After a bravura start with the first volume, creators William Moulton Marston and Harry G. Peter, under the joint pseudonym of “Charles Moulton”, cram so much into this succession of stories that the series is in danger of losing focus. The feminist agenda at the heart of Wonder Woman continues to be exploited and explored, as do themes of rehabilitation and the exercise and abuse of power, physical and otherwise. However, the valid points Marston attempts to make about the exercise of power are largely submerged under a bombardment of increasingly elaborate and lovingly-detailed bondage imagery. It cannot be denied that Marston, from biographical evidence presented elsewhere, had more agendas and interests than the explicitly feminist.
Even at the time, concern was expressed by editorial figures at DC about the bondage imagery, especially the use of chains and ropes by “good” characters against other “good” characters, for apparently recreational purposes, and as a “rehabilitation” technique. There were also qualms about the fan mail Wonder Woman was receiving from young men who dwelt extensively on the tied-up and restrained figures of our heroine and her nubile female foes. While Marston’s conviction about the natural superiority of women was sincere and evident, there were many instances when, as it were, the subtext became the text, and the struggles of the women – before they invariably ‘liberated’ themselves – were far more explicitly detailed than necessary for dramatic purposes.
The fact remained, however, that Wonder Woman’s comics sold. And sold, and sold. Some credible sources cite her circulation as matching or exceeding the sales juggernauts Superman and Batman, and as long as the cash kept rolling in, concerned parents groups and nervous editors could apparently be ignored.
Of the stories in this volume, most are hard-core Nazi-bashing – with two odd dips into sentimentality, a Christmas story narrated by a fir tree (!), and a follow-up tale telling how Wonder Woman – who, after all, is not a Christian – spends the holidays at home with the Paradise Island Amazons celebrating “Diana’s Day”. This involves dressing up young girls as game animals, tying them up, and baking them (non-fatally) in fake pie crusts. No, it’s okay, go back and re-read that; it makes no more sense the second time, guaranteed. There’s also the introduction of the viciously misogynistic Dr. Psycho.
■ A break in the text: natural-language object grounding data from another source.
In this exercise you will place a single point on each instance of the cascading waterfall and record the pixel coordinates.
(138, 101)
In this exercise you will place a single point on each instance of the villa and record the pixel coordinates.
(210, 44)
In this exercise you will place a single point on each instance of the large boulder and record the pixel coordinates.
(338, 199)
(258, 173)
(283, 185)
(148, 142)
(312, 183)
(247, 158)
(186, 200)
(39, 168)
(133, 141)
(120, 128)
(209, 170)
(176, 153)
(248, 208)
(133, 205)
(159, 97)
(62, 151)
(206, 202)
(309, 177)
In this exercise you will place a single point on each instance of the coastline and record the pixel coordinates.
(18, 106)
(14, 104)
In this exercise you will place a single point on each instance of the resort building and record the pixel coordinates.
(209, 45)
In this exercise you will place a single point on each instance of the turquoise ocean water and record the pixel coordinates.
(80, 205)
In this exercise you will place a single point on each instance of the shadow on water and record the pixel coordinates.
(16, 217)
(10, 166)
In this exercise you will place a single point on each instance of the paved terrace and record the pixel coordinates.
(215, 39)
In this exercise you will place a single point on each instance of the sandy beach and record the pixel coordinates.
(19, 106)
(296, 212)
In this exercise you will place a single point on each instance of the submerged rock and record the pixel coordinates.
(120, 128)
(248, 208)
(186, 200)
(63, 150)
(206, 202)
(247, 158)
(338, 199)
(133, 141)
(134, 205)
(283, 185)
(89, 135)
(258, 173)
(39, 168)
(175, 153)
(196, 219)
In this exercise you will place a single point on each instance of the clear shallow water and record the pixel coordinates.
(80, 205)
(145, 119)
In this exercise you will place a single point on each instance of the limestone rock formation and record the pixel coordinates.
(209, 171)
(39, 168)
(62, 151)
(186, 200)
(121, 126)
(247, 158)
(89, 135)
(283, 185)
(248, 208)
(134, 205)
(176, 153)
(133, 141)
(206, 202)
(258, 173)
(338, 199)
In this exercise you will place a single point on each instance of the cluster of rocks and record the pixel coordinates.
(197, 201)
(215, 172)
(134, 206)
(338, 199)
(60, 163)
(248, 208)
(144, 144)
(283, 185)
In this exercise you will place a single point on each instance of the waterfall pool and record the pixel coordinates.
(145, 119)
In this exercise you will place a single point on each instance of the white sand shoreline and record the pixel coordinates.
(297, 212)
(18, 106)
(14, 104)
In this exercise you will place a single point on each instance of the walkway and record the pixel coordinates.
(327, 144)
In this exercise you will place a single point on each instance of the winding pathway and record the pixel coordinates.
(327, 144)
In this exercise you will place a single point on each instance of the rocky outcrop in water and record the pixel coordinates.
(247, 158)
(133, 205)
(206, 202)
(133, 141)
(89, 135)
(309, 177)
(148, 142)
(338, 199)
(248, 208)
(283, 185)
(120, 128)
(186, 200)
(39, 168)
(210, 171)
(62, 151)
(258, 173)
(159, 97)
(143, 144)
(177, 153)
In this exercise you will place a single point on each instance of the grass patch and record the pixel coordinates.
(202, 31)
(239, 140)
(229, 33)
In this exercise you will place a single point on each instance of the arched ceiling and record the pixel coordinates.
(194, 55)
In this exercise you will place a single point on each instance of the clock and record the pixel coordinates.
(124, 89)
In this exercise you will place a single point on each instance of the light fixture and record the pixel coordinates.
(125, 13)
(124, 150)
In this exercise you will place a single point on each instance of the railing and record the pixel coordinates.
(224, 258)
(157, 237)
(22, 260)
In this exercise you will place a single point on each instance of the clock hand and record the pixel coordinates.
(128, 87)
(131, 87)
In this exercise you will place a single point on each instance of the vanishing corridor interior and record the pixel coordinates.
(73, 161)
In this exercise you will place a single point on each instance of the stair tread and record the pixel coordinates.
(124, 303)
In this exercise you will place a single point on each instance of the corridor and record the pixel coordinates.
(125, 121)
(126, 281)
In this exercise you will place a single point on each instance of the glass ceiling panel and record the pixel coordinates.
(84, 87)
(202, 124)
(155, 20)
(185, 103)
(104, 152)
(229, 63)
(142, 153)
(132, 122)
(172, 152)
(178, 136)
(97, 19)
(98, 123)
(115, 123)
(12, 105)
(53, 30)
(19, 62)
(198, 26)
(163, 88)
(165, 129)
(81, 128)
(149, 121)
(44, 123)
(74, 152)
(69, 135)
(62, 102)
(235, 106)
More satisfying are two longer stories, in which Mars, God of War and, handily, ruler of the eponymous planet, sends his adjutants, Lord Conquest, the Earl of Greed, and the Duke of Deception, to ally with and inspire the Axis powers. The depiction of Hitler as under the influence of the war god smacks, in these times, of excuse-making, but that was doubtless not the intention at the time. The elaborate schemes of Mars’ underlings nevertheless make for a page-turner. Of still greater interest is the feature-length run-in with Paula Von Gunther, a previously-established Wonder Woman foe who begins a personal journey over the course of four chapters; yes, there’s a lot of rather prurient dwelling on Paula’s phalanx of slave girls and the methods by which she subdues and re-programmes them, but nevertheless, there’s the start of a virtually unprecedented transformation, elaborated on in stories contained in the next volume.
Short verdict; energetic, but misdirected.